Con la llegada de cada verano establezco una especie de asociación emocional con el mundo de la lectura, que supone recordar aquellos primeros libros que fueron pasando por mis manos a falta -afortunadamente- de mejores alicientes con los que ocupar las horas de ocio durante las vacaciones escolares. Los nombres de
Stevenson, Conan Doyle, Salgari, Dumas, Leblanc, Stoker, Alain-Fournier, Falkner o Leroux, empezaron a hacerse familiares, y entre todos ellos, especialmente:
Jules Verne. Mejor aún, Julio Verne. Las horas dedicadas a la lectura de
La vuelta al mundo en 80 días, 20.000 leguas de viaje submarino oViaje al centro de la tierra, permanecerán para siempre como fuente inagotable de fascinación.
Verne llegaba siempre a nuestras manos en calidad de visionario. Antes de que se atravesasen los océanos en submarino, antes de que se viajase en cohete a la luna, antes de que se hubiese terminado de explorar el más remoto rincón del mundo, el escritor francés era capaz de contarnos cómo sería y convertirlo en una auténtica aventura, en convertirnos en protagonistas de sus aventuras, a bordo de un globo, del Nautilus o por cualquier medio de transporte al alcance de
Phileas Fogg para atestiguar el éxito de su apuesta.
Pero Verne no fue solo visionario en los avances que le aguardaban al mundo contemporáneo, sino en el tipo de personas que iban a estar dispuestas a arrogarse el mérito de ser los primeros civiles en vivirlo en primera persona; es decir, gente con muchísima pasta, caso ahora de
Richard Branson o Elon Musk, rivales en la carrera por el turismo espacial, u osados como
Stockton Rush, CEO de la empresa Ocean Gate, que ofertaba paseos hasta las profundidades del Atlántico
para recorrer los restos del Titanic al precio de 250.000 dólares por persona, hasta que -eso no estaba previsto en las novelas de Verne- esta semana su sofisticado submarino implosionó durante el descenso.
Durante cinco días, medios de comunicación de todo el mundo han estado pendientes al minuto de
las tareas de búsqueda de la tripulación del Titan, después de que se perdiera la comunicación y el rastro de su señal desde la superficie. Durante todo ese tiempo nos han ido contando las vidas de cada una de las cuatro personas que acompañaban a Rush, las horas de oxígeno que les quedaban para poder encontrarlos con vida, los medios a disposición de la búsqueda, las hipótesis acerca de las causas que podrían haber provocado la pérdida de contacto y las opciones de supervivencia, las dudas acerca de la viabilidad del propio proyecto -hasta
James Cameron ha criticado las condiciones del submarino-...

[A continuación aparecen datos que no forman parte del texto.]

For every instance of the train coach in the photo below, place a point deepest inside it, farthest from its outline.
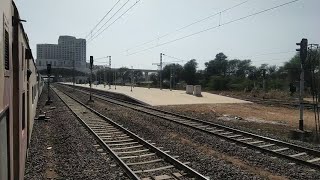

Todo, un día tras otro, como si detrás de aquella búsqueda, además del morbo y el suspense, estuviesen algunas de las respuestas al origen del universo. El mundo entero pendiente de la supervivencia -poco probable- de cinco personas embarcadas por el mero capricho de vivir una experiencia exclusiva.
El despliegue de medios y horas dedicados a la noticia contrastan con los dedicados a relatar la muerte del más de medio millar de migrantes que perecieron en aguas del mar Jónico apenas cuatro días antes de que
Shahzada y Suleman Dawood, Hamish Harding, Paul-Henri Nargeolet y Stockton Rush decidieran introducirse en el Titan sin saber que les aguardaba idéntico destino.
No solo eso. Cientos de personas volverán a intentar cruzar las aguas que separan el continente africano del europeo durante los próximos meses -algunas de ellas deben estar haciéndolo ahora mismo-, y seguiremos mirando hacia otro lado, apartando la vista, acaso compadeciéndolos, pese a que sabemos que ponen en riesgo sus vidas después de entregar a las mafias la mayor parte de sus ahorros y con el único afán de reencontrarse con algún familiar o emprender una nueva vida lejos de la miseria y la guerra.
Cientos de vidas humanas a merced del terror y las olas, pero lo que nos quita el sueño son cinco millonarios a los que no bastaba con vivir aventuras a través de las páginas de un libro de Julio Verne.